Three case studies illustrate the benchmark’s diagnostic intent. In a BYD per-vehicle gross profit cell, GPT-5.5 retrieves correct intermediate numbers but applies gross margin to total company revenue instead of segment revenue, producing a result about 34% below reference and scoring 0.5. In a Qualcomm Cloud AI 100 gross-margin cell, the correct answer is not available; Qwen 3.6 Plus outputs a precise number from a blog and scores 0, Claude Opus 4.7 answers explicit not available with justification and scores 1, and DeepSeek V4 Flash gives a range with method and scores 0.5. In an XPeng ASP change cell, MiniMax retrieves two divergent authoritative sources but chooses one silently and commits to a single value, scoring 0. These examples show that derivation, calibration, and source-conflict handling are scored separately from source discovery.

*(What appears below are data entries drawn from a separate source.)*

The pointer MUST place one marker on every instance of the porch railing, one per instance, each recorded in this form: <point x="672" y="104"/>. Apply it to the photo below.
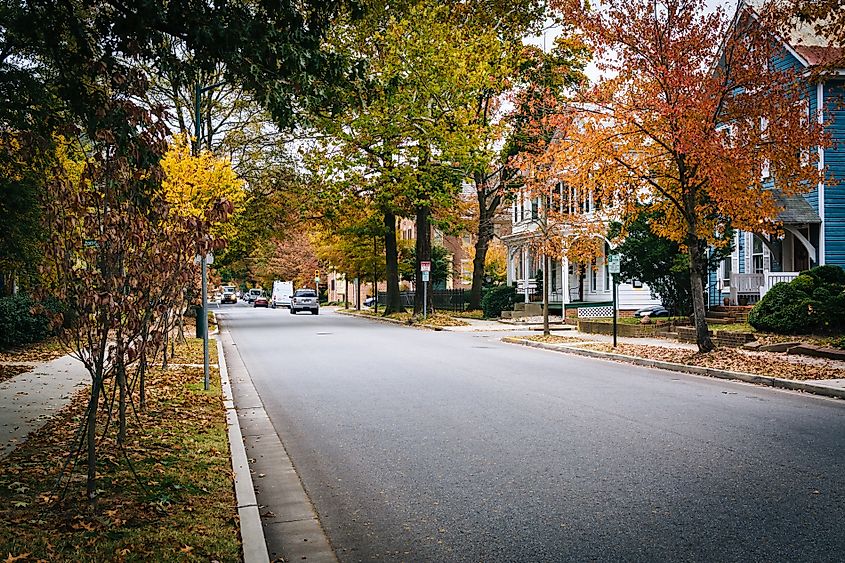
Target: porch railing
<point x="776" y="277"/>
<point x="755" y="286"/>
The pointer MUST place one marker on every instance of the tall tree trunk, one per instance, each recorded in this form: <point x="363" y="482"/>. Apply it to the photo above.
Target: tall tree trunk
<point x="546" y="277"/>
<point x="423" y="248"/>
<point x="487" y="207"/>
<point x="91" y="437"/>
<point x="121" y="409"/>
<point x="393" y="302"/>
<point x="698" y="268"/>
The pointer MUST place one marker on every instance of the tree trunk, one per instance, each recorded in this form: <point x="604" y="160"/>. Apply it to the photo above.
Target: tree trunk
<point x="546" y="331"/>
<point x="393" y="302"/>
<point x="486" y="212"/>
<point x="423" y="248"/>
<point x="121" y="409"/>
<point x="698" y="268"/>
<point x="91" y="439"/>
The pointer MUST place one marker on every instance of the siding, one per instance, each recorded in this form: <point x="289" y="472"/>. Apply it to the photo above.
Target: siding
<point x="834" y="158"/>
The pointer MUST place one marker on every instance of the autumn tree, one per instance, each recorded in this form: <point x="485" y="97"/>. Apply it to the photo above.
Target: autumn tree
<point x="689" y="113"/>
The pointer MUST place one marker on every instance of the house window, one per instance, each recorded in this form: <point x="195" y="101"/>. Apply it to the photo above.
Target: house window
<point x="757" y="255"/>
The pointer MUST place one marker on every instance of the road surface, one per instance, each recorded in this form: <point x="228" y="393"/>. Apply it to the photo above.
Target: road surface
<point x="416" y="445"/>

6. Position within the benchmark landscape
DeepWeb-Bench places itself at the far end of the spectrum of web-based information tasks. In the paper’s positioning, benchmarks such as SimpleQA, GAIA, WebWalker, and Mind2Web emphasize retrieval, browsing, or navigation, whereas BrowseComp and BrowseComp-ZH require assembling answers from many pages but typically do not require deep derivation. It further distinguishes itself from recent deep research benchmarks by insisting that every task require large-scale evidence collection, resolving disagreement across sources, and compositional derivation (Xie et al., 20 May 2026).

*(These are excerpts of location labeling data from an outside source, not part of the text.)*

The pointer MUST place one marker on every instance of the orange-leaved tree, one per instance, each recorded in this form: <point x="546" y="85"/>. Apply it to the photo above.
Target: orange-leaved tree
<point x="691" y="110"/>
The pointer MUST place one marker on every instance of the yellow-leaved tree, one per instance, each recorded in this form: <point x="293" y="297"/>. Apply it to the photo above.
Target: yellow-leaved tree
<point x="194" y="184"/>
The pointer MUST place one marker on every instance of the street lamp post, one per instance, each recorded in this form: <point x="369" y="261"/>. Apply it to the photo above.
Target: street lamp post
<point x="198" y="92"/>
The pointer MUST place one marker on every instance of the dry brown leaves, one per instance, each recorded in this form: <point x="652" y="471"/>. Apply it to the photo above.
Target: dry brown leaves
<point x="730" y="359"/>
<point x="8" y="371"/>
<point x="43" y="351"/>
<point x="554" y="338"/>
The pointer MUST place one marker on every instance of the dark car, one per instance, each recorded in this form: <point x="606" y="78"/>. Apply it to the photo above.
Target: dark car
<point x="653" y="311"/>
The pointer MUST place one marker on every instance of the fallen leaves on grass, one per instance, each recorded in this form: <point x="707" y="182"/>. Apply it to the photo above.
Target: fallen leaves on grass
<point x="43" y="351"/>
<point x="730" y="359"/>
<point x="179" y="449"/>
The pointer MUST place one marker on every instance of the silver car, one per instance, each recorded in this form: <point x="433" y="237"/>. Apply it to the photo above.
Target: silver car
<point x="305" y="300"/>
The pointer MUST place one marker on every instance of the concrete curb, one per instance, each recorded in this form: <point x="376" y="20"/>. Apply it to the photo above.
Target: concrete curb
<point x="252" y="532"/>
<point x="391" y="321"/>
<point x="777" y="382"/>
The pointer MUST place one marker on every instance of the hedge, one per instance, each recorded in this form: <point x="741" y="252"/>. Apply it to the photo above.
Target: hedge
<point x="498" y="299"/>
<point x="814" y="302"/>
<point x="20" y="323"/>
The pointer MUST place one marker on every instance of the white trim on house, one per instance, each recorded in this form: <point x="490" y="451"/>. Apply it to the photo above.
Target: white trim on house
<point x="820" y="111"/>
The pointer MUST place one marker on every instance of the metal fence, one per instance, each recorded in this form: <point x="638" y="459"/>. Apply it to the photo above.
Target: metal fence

This orientation differs sharply from several adjacent benchmarks. Deep Research Bench evaluates multi-step open-web research under a frozen-web environment called RetroSearch, with 89 task instances across 8 task types, and was built to control for web drift over time (FutureSearch et al., 6 May 2025). HERB, presented as “Benchmarking Deep Search over Heterogeneous Enterprise Data”, measures source-aware, multi-hop retrieval and reasoning over heterogeneous enterprise artifacts such as documents, meeting transcripts, Slack, GitHub pull requests, URLs, and metadata; its central finding is that retrieval is the main bottleneck in enterprise deep search (Choubey et al., 29 Jun 2025). DRBench evaluates complex, open-ended enterprise deep research tasks that combine public web sources with private organizational data across productivity software, cloud file systems, emails, and chats, and focuses on report production rather than cell-level quantitative derivation (Abaskohi et al., 30 Sep 2025).

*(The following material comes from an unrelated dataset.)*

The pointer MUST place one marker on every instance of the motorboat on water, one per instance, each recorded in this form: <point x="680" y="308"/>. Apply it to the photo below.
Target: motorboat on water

The benchmark is also distinct from web-interaction and automation testbeds. MacroBench is a code-first benchmark in which models synthesize reusable Python + Selenium macros from natural-language goals and HTML/DOM context on seven self-hosted sites; it evaluates executable browser automation, workflow completion, and safe macro synthesis rather than open-web analytical derivation (Kim et al., 5 Oct 2025). WebDS measures end-to-end web-based data science across 870 tasks and 29 websites, combining web navigation, data acquisition, tool-assisted analysis, and downstream reporting or action; its focus is broader workflow execution rather than provenance-backed cell scoring (Hsu et al., 2 Aug 2025).
A common misconception is therefore to treat DeepWeb-Bench as a generic “web benchmark.” It is more accurately a benchmark for auditable deep research under quantitative and provenance constraints. Its distinctive contribution is not merely difficulty, but the coupling of difficulty with explicit disclosure levels, cross-source agreement labels, per-cell answer typing, and rubrics that reward abstention, derivation discipline, and conflict handling. This suggests a shift in benchmark design from measuring whether an agent can find evidence to measuring whether it can responsibly convert evidence into defensible analytical conclusions.